An investigation by Colombia's attorney general has led to charges against a former diplomat, who prosecutors say admitted on videotape to making the phone calls and sending the wreaths. He faces trial Friday, said the attorney general's director of international affairs, Maria Fernanda Cabal.

Coronell said he believes the suspect is not the mastermind. But Cabal called the investigation a success because thousands of threat cases in Colombia go unsolved.

A spokesman for the attorney general's office said the investigation separately concluded that Nader Simmonds libeled Coronell but did not threaten him. Coronell rejected an offer to settle the matter with Nader Simmonds, the spokesman said.

Colombia's Foundation for the Liberty of the Press has documented 19 assassinations, 16 attempts, eight kidnappings and 25 threats against journalists between 2002 and 2005. Carlos Lauria, who coordinates the Americas program of the Committee to Protect Journalists, calls Colombia "one of the most murderous countries in the world" for journalists.

After hearing of the death threats, the committee placed Coronell at Stanford as a senior research fellow with the John S. Knight Fellowships for Professional Journalists, which lasts one academic year. By the time it was Coronell's turn to tell the tale of his journalistic past at a dinner for fellows in late April, that program was almost over.

"There wasn't a dry eye among anybody there," said Wolf, who said he reasoned that if, like Coronell, he and the other fellows were on the side "of the people who tell the truth," they were obligated to act.

In the months that followed, letters and e-mails flew. One Stanford fellow persuaded Sen. Christopher Dodd (D-Conn.) to write on Coronell's behalf to the Colombian Embassy, expressing concern for his safety. Colleagues referred Coronell to a UC Berkeley journalism professor, who hastily arranged a dinner meeting with Harley Shaiken, chairman of the university's Center for Latin American Studies.

"You can't protect free ideas if you have no concern with the people who state those ideas," said Shaiken, who said he attended the meeting with Coronell as a courtesy but instantly was moved to help. "I made a decision at the table. We were going to make this happen, whatever it took."

Shaiken secured $30,000 from George Soros' Open Society Institute. Meanwhile, other Knight fellows solicited $20,000 from the Scholar Rescue Fund, a project of the New York-based Institute of International Education. The institute began shuttling scholars to safety during Russia's Bolshevik Revolution and has placed 103 threatened academics around the world since it formally created the fund in 2002.

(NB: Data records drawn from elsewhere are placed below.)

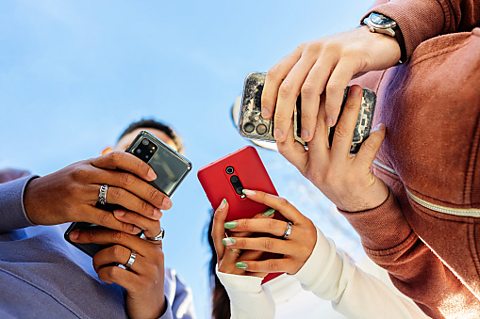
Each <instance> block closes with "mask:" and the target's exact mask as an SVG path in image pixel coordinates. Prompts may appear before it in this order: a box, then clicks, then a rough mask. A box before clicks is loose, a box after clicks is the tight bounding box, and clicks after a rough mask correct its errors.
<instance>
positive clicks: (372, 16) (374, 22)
mask: <svg viewBox="0 0 480 319" xmlns="http://www.w3.org/2000/svg"><path fill="white" fill-rule="evenodd" d="M369 18H370V21H371V22H372V24H374V25H375V27H377V28H383V29H387V28H395V27H396V25H397V24H396V23H395V21H393V20H392V19H390V18H389V17H386V16H384V15H383V14H380V13H375V12H373V13H371V14H370V17H369Z"/></svg>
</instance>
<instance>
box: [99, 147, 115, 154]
mask: <svg viewBox="0 0 480 319" xmlns="http://www.w3.org/2000/svg"><path fill="white" fill-rule="evenodd" d="M111 152H113V149H112V148H111V147H110V146H109V147H105V148H104V149H103V151H102V155H107V154H108V153H111Z"/></svg>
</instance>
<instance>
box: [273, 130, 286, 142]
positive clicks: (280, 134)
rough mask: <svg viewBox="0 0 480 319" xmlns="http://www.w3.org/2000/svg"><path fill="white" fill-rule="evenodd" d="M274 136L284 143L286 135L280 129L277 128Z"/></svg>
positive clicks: (282, 131)
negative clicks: (285, 136) (283, 138)
mask: <svg viewBox="0 0 480 319" xmlns="http://www.w3.org/2000/svg"><path fill="white" fill-rule="evenodd" d="M273 135H274V137H275V139H276V140H278V141H283V137H284V134H283V131H282V130H281V129H279V128H276V129H275V130H274V131H273Z"/></svg>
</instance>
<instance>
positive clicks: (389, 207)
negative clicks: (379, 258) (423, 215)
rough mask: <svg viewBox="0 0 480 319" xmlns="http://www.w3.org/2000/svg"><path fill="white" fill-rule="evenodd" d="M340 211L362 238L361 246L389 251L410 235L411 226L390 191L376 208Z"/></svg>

Though the fund has a backlog of 1,000 applicants seeking placement, Coronell -- who in Colombia is also a professor of undergraduate and graduate journalism -- faced an imminent threat.

"It was among the most compelling," Allan Goodman, president of the Institute of International Education, said of Coronell's case.

As his wife gave birth to a boy in August, Coronell's former Stanford colleagues scrambled to find the family a rental home in the East Bay hills. They furnished it mostly with their hand-me-downs, a grateful Coronell said recently, limping from room to room to show a visitor. (The one piece of decor they did not provide -- a table -- recently fractured the accident-prone Coronell's toe as he struggled to assemble it.)

Raquel, now nearly 8, has expanded her former four-word English vocabulary of "thank you, please, bye" to a nearly accentless chatter. On a recent evening, she proudly flew through the pages of E.B. White's "Charlotte's Web."

Coronell still writes a hard-hitting column for the Colombian weekly Semana, noting in one recent offering that paramilitary strongholds coincide with an aerial map of the country's illicit cocaine production zones.

He is researching his first book and will begin lecturing next semester, though the Center for Latin American Studies still must raise about $20,000 more to support him.

By next year, Coronell hopes, political conditions will have improved sufficiently for his family's return. Speaking out, he added, is also crucial.

"In the place where I am in danger, everyone knows me," Coronell said, leaning on his cane in the quiet night and puffing a cigarette. "I think the visibility is a shield, against everything that has happened -- and anything that might happen."